Legislature won’t derail Dallas-to-Houston bullet train

Legislature won’t derail Dallas-to-Houston bullet train : AUSTIN — A proposed bullet train between Dallas and Houston has survived a budgeting measure that could have derailed the push for Texas to have a high-speed rail line.

On Thursday, budget writers removed a Senate-inserted rider in the spending plan that said the Texas Department of Transportation couldn’t spend any state money on “subsidizing or assisting in the construction of high-speed passenger rail.”

Backers of the planned 240-mile line had said the provision would have effectively killed the privately funded endeavor. High-speed rail opponents, however, said they were simply trying to ensure that the state wouldn’t bail out the costly project if private funds dry up.

The two-sentence provision in the massive $210 billion state spending plan had proved nettlesome in late-session budget negotiations, pitting rural lawmakers against those who represent Texas’ two biggest metropolitan areas.

And though the language was deleted on a 6-4 vote of the conference committee negotiating the final budget, it wasn’t without stern warnings from project opponents.

“We’re being sold a potential bill of goods,” said Sen. Charles Schwertner, R-Georgetown. “In the long term, the citizens and the taxpayers are going to be left holding the hook.”

Barring any further maneuvering in the Legislature’s final days, it appears that the high-speed rail proposal could emerge from the session unscathed.

The plan to create a privately funded 90-minute train ride between Dallas and Houston has drawn increasing attention. Company officials have said the train — estimated to cost about $10 billion — could be running by 2021.

The effort has been pitched as a traffic reliever to Interstate 45 and a potential boon to development near downtown Dallas.

Backers said the budget provision would have hamstrung the project, since the Transportation Department’s expertise and oversight are needed for key elements. And Texas Central Railway said in a written statement late Thursday that it was grateful for the conference committee’s vote.

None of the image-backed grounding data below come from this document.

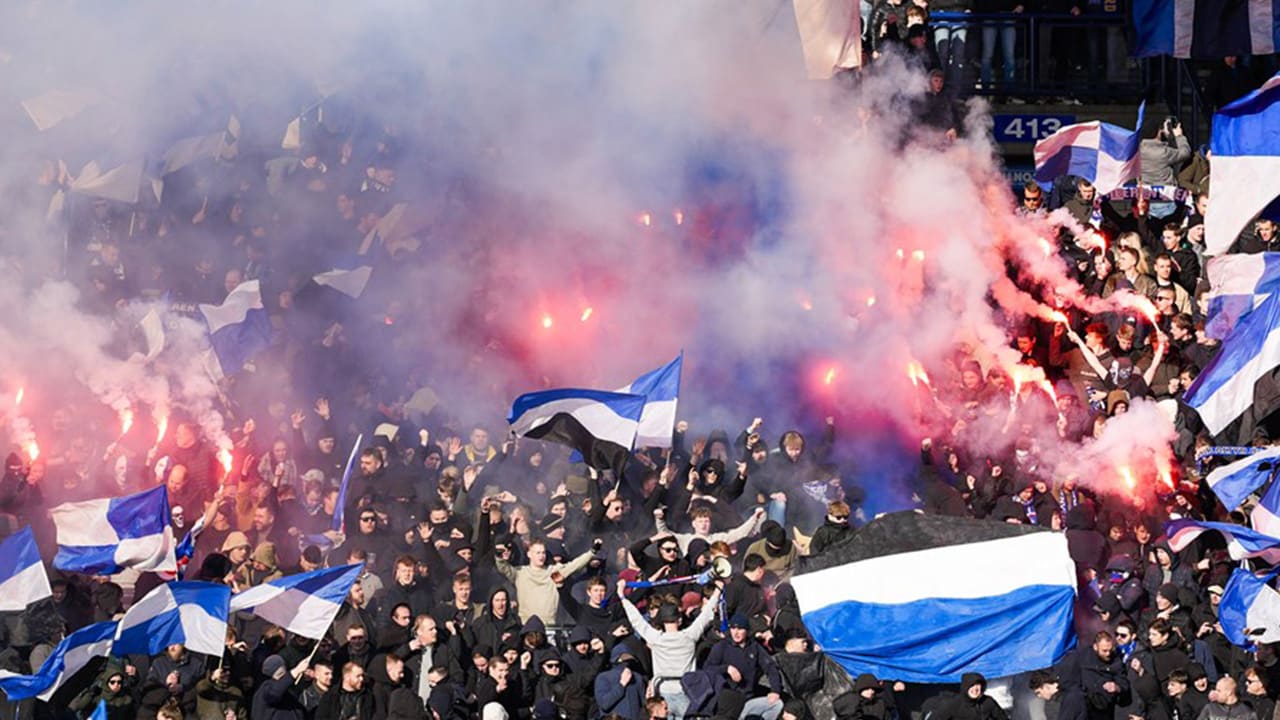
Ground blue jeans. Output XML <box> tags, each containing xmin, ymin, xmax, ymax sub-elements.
<box><xmin>980</xmin><ymin>22</ymin><xmax>1016</xmax><ymax>86</ymax></box>
<box><xmin>933</xmin><ymin>23</ymin><xmax>968</xmax><ymax>84</ymax></box>
<box><xmin>766</xmin><ymin>498</ymin><xmax>786</xmax><ymax>526</ymax></box>
<box><xmin>741</xmin><ymin>696</ymin><xmax>784</xmax><ymax>719</ymax></box>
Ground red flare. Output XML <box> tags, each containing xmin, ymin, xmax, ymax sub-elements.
<box><xmin>218</xmin><ymin>448</ymin><xmax>233</xmax><ymax>476</ymax></box>
<box><xmin>1119</xmin><ymin>466</ymin><xmax>1135</xmax><ymax>491</ymax></box>
<box><xmin>14</xmin><ymin>387</ymin><xmax>23</xmax><ymax>407</ymax></box>
<box><xmin>638</xmin><ymin>212</ymin><xmax>652</xmax><ymax>227</ymax></box>
<box><xmin>673</xmin><ymin>209</ymin><xmax>684</xmax><ymax>226</ymax></box>
<box><xmin>24</xmin><ymin>439</ymin><xmax>38</xmax><ymax>462</ymax></box>
<box><xmin>866</xmin><ymin>295</ymin><xmax>877</xmax><ymax>308</ymax></box>
<box><xmin>541</xmin><ymin>314</ymin><xmax>553</xmax><ymax>329</ymax></box>
<box><xmin>1049</xmin><ymin>310</ymin><xmax>1069</xmax><ymax>324</ymax></box>
<box><xmin>911</xmin><ymin>249</ymin><xmax>926</xmax><ymax>262</ymax></box>
<box><xmin>580</xmin><ymin>307</ymin><xmax>593</xmax><ymax>322</ymax></box>
<box><xmin>1040</xmin><ymin>379</ymin><xmax>1058</xmax><ymax>405</ymax></box>
<box><xmin>119</xmin><ymin>407</ymin><xmax>134</xmax><ymax>437</ymax></box>
<box><xmin>1038</xmin><ymin>238</ymin><xmax>1053</xmax><ymax>257</ymax></box>
<box><xmin>823</xmin><ymin>367</ymin><xmax>837</xmax><ymax>386</ymax></box>
<box><xmin>155</xmin><ymin>415</ymin><xmax>169</xmax><ymax>446</ymax></box>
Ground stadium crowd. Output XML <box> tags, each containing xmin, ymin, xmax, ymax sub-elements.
<box><xmin>1</xmin><ymin>7</ymin><xmax>1280</xmax><ymax>720</ymax></box>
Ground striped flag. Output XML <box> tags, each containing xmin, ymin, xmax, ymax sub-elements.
<box><xmin>0</xmin><ymin>526</ymin><xmax>51</xmax><ymax>611</ymax></box>
<box><xmin>1206</xmin><ymin>446</ymin><xmax>1280</xmax><ymax>510</ymax></box>
<box><xmin>200</xmin><ymin>280</ymin><xmax>272</xmax><ymax>378</ymax></box>
<box><xmin>1033</xmin><ymin>104</ymin><xmax>1144</xmax><ymax>194</ymax></box>
<box><xmin>1205</xmin><ymin>73</ymin><xmax>1280</xmax><ymax>257</ymax></box>
<box><xmin>229</xmin><ymin>564</ymin><xmax>362</xmax><ymax>639</ymax></box>
<box><xmin>113</xmin><ymin>581</ymin><xmax>230</xmax><ymax>657</ymax></box>
<box><xmin>1166</xmin><ymin>518</ymin><xmax>1280</xmax><ymax>563</ymax></box>
<box><xmin>791</xmin><ymin>513</ymin><xmax>1076</xmax><ymax>682</ymax></box>
<box><xmin>508</xmin><ymin>388</ymin><xmax>645</xmax><ymax>474</ymax></box>
<box><xmin>1184</xmin><ymin>292</ymin><xmax>1280</xmax><ymax>435</ymax></box>
<box><xmin>0</xmin><ymin>621</ymin><xmax>117</xmax><ymax>701</ymax></box>
<box><xmin>50</xmin><ymin>486</ymin><xmax>176</xmax><ymax>576</ymax></box>
<box><xmin>618</xmin><ymin>354</ymin><xmax>683</xmax><ymax>449</ymax></box>
<box><xmin>1132</xmin><ymin>0</ymin><xmax>1280</xmax><ymax>59</ymax></box>
<box><xmin>1205</xmin><ymin>253</ymin><xmax>1280</xmax><ymax>339</ymax></box>
<box><xmin>1219</xmin><ymin>568</ymin><xmax>1280</xmax><ymax>647</ymax></box>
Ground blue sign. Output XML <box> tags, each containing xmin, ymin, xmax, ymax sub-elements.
<box><xmin>993</xmin><ymin>114</ymin><xmax>1076</xmax><ymax>144</ymax></box>
<box><xmin>1001</xmin><ymin>163</ymin><xmax>1036</xmax><ymax>191</ymax></box>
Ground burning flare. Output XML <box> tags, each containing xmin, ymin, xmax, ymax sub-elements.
<box><xmin>1119</xmin><ymin>466</ymin><xmax>1136</xmax><ymax>491</ymax></box>
<box><xmin>119</xmin><ymin>407</ymin><xmax>135</xmax><ymax>437</ymax></box>
<box><xmin>541</xmin><ymin>314</ymin><xmax>553</xmax><ymax>329</ymax></box>
<box><xmin>906</xmin><ymin>360</ymin><xmax>930</xmax><ymax>387</ymax></box>
<box><xmin>638</xmin><ymin>212</ymin><xmax>652</xmax><ymax>227</ymax></box>
<box><xmin>218</xmin><ymin>448</ymin><xmax>234</xmax><ymax>476</ymax></box>
<box><xmin>823</xmin><ymin>366</ymin><xmax>837</xmax><ymax>386</ymax></box>
<box><xmin>13</xmin><ymin>387</ymin><xmax>23</xmax><ymax>407</ymax></box>
<box><xmin>580</xmin><ymin>307</ymin><xmax>593</xmax><ymax>322</ymax></box>
<box><xmin>911</xmin><ymin>249</ymin><xmax>925</xmax><ymax>262</ymax></box>
<box><xmin>673</xmin><ymin>209</ymin><xmax>684</xmax><ymax>226</ymax></box>
<box><xmin>24</xmin><ymin>439</ymin><xmax>38</xmax><ymax>462</ymax></box>
<box><xmin>155</xmin><ymin>415</ymin><xmax>169</xmax><ymax>446</ymax></box>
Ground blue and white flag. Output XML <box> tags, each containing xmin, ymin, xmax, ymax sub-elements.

“We believe it is a vote that embraces private enterprise’s commitment to provide innovative solutions to the infrastructure needs of a prosperous and growing Texas,” the company said.

Rural landowners and elected officials along the proposed route have rallied against the effort in recent months. They’ve expressed concern about the use of eminent domain and the prospect that the tracks will split communities.

And with time of the essence, they took their fight to the Legislature.

But bills aimed at stopping or slowing the project appear bottled up in both the House and the Senate. And with the budget rider shot down, Schwertner predicted that Texans “will rue the day” that they didn’t stop the project when they could.